Longest increasing subsequence

37,956

Solution 1

I just stumbled in this problem, and came up with this Python 3 implementation:

def subsequence(seq):
    if not seq:
        return seq

    M = [None] * len(seq)    # offset by 1 (j -> j-1)
    P = [None] * len(seq)

    # Since we have at least one element in our list, we can start by 
    # knowing that the there's at least an increasing subsequence of length one:
    # the first element.
    L = 1
    M[0] = 0

    # Looping over the sequence starting from the second element
    for i in range(1, len(seq)):
        # Binary search: we want the largest j <= L
        #  such that seq[M[j]] < seq[i] (default j = 0),
        #  hence we want the lower bound at the end of the search process.
        lower = 0
        upper = L

        # Since the binary search will not look at the upper bound value,
        # we'll have to check that manually
        if seq[M[upper-1]] < seq[i]:
            j = upper

        else:
            # actual binary search loop
            while upper - lower > 1:
                mid = (upper + lower) // 2
                if seq[M[mid-1]] < seq[i]:
                    lower = mid
                else:
                    upper = mid

            j = lower    # this will also set the default value to 0

        P[i] = M[j-1]

        if j == L or seq[i] < seq[M[j]]:
            M[j] = i
            L = max(L, j+1)

    # Building the result: [seq[M[L-1]], seq[P[M[L-1]]], seq[P[P[M[L-1]]]], ...]
    result = []
    pos = M[L-1]
    for _ in range(L):
        result.append(seq[pos])
        pos = P[pos]

    return result[::-1]    # reversing

Since it took me some time to understand how the algorithm works I was a little verbose with comments, and I'll also add a quick explanation:

  • seq is the input sequence.
  • L is a number: it gets updated while looping over the sequence and it marks the length of longest incresing subsequence found up to that moment.
  • M is a list.

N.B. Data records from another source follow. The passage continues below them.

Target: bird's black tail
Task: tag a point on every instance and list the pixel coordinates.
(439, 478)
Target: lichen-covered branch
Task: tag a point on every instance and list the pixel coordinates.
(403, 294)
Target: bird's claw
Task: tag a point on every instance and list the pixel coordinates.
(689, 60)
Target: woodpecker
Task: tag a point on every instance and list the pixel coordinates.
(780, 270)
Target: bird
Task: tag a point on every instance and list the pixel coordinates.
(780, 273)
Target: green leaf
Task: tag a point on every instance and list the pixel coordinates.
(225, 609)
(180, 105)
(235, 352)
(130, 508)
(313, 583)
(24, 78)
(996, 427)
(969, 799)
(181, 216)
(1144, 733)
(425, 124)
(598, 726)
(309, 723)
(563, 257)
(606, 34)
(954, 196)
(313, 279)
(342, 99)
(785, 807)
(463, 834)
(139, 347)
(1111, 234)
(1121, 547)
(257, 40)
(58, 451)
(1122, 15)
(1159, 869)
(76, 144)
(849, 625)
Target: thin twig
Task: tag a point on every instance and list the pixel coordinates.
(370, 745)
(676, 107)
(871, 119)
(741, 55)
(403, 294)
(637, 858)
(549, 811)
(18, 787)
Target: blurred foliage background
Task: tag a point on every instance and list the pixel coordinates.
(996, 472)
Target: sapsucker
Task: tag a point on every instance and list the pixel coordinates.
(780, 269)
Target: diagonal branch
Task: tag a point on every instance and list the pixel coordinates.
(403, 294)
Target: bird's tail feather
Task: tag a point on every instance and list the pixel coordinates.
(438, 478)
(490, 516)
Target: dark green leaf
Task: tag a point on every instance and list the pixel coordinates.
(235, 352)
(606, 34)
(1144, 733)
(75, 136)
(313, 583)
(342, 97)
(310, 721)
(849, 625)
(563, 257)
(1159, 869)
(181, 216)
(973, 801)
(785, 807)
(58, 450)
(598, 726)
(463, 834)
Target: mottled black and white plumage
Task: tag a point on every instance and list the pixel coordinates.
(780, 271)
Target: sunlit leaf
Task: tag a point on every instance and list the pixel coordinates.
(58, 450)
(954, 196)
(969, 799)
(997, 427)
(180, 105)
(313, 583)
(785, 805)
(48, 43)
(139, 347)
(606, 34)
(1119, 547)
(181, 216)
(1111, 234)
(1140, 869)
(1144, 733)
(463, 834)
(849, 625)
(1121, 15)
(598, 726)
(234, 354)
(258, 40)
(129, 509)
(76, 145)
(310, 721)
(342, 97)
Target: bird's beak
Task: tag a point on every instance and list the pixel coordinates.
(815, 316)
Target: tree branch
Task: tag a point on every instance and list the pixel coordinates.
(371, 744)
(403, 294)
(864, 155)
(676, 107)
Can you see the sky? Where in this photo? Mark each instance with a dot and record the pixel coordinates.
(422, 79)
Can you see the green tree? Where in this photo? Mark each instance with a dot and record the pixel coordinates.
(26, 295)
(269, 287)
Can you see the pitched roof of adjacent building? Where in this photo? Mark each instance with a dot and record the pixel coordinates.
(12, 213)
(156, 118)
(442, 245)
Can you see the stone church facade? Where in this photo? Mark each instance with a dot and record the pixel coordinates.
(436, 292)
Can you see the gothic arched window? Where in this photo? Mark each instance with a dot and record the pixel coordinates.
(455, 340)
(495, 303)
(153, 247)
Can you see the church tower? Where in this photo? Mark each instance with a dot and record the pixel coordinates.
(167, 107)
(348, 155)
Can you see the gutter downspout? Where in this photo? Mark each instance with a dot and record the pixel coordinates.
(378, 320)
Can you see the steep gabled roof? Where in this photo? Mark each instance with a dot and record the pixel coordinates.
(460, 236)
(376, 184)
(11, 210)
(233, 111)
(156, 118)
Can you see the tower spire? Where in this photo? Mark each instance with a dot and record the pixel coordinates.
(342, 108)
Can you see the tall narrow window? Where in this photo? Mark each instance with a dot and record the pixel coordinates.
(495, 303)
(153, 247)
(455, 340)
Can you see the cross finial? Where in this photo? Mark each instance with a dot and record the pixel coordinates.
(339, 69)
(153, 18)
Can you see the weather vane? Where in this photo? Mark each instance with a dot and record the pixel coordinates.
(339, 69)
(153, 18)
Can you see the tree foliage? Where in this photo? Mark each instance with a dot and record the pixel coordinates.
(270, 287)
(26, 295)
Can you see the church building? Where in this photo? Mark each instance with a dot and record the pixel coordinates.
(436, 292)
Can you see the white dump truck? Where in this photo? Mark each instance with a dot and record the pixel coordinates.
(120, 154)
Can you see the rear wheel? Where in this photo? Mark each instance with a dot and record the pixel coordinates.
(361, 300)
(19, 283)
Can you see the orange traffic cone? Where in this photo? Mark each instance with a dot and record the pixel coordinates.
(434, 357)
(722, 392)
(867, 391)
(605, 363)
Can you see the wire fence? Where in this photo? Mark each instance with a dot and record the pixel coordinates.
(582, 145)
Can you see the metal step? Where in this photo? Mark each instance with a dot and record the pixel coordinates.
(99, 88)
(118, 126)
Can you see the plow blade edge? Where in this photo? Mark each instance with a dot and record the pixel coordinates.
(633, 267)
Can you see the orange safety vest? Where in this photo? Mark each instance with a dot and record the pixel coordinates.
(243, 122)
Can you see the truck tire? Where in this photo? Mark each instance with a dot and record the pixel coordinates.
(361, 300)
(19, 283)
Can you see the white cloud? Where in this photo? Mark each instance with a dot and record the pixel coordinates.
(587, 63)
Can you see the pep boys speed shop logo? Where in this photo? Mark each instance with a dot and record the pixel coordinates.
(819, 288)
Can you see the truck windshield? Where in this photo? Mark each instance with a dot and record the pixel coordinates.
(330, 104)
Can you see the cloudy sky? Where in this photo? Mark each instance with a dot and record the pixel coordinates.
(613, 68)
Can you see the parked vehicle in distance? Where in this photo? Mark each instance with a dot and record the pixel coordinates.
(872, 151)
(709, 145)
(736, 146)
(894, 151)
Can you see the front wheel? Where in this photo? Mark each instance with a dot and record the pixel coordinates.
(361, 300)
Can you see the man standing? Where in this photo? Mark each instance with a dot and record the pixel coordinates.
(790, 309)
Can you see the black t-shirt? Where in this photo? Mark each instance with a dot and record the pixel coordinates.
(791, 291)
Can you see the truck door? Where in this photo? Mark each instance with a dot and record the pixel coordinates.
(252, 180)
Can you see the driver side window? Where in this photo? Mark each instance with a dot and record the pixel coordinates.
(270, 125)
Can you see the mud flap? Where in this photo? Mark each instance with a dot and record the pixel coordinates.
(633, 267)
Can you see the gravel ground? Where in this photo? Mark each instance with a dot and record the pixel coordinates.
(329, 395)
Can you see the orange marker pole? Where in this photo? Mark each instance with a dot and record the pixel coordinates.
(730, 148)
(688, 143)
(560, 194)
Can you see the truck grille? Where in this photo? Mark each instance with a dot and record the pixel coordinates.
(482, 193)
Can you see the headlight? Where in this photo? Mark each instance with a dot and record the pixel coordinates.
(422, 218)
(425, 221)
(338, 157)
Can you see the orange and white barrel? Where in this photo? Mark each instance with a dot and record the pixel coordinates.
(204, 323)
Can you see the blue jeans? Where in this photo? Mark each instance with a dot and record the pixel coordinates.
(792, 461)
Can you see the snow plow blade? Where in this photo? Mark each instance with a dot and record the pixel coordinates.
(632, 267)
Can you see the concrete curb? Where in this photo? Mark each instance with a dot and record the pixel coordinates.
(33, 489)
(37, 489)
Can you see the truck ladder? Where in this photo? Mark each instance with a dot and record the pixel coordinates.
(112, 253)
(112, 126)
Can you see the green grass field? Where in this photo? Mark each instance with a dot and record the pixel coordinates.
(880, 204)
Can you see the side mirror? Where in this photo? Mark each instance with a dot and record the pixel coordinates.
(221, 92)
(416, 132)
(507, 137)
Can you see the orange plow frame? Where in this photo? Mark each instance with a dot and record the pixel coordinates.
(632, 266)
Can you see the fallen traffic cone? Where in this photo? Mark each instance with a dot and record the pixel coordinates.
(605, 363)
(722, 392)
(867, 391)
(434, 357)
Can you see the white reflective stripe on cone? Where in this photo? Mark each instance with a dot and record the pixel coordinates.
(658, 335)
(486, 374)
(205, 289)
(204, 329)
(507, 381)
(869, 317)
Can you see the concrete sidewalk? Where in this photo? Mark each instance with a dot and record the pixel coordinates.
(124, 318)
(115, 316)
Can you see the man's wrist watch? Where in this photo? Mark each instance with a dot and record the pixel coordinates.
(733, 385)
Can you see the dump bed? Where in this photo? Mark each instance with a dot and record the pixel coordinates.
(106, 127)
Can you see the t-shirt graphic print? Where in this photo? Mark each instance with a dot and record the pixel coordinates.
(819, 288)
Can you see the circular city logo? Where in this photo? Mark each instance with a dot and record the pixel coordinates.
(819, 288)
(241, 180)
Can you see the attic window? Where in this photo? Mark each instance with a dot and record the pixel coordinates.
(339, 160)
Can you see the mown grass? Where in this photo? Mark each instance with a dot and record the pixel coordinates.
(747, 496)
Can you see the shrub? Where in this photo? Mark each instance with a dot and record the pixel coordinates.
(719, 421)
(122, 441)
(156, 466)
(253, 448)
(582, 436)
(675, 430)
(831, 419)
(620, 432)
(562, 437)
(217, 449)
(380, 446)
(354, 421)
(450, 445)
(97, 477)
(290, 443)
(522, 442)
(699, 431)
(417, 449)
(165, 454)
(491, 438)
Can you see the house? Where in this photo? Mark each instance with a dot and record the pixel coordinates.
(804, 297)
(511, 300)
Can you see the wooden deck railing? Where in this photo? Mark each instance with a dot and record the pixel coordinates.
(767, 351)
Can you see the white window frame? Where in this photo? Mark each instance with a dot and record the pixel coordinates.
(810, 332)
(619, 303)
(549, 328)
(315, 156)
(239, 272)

M[j-1] will point to an index of seq that holds the smallest value that could be used (at the end) to build an increasing subsequence of length j.
  • P is a list. P[i] will point to M[j], where i is the index of seq. In a few words, it tells which is the previous element of the subsequence. P is used to build the result at the end.

How the algorithm works:

  1. Handle the special case of an empty sequence.
  2. Start with a subsequence of 1 element.
  3. Loop over the input sequence with index i.
  4. With a binary search find the j that let seq[M[j] be < than seq[i].
  5. Update P, M and L.
  6. Traceback the result and return it reversed.

Note: The only differences with the wikipedia algorithm are the offset of 1 in the M list, and that X is here called seq. I also test it with a slightly improved unit test version of the one showed in Eric Gustavson answer and it passed all tests.


Example:

seq = [30, 10, 20, 50, 40, 80, 60]

       0    1   2   3   4   5   6   <-- indexes

At the end we'll have:

M = [1, 2, 4, 6, None, None, None]
P = [None, None, 1, 2, 2, 4, 4]
result = [10, 20, 40, 60]

As you'll see P is pretty straightforward. We have to look at it from the end, so it tells that before 60 there's 40,before 80 there's 40, before 40 there's 20, before 50 there's 20 and before 20 there's 10, stop.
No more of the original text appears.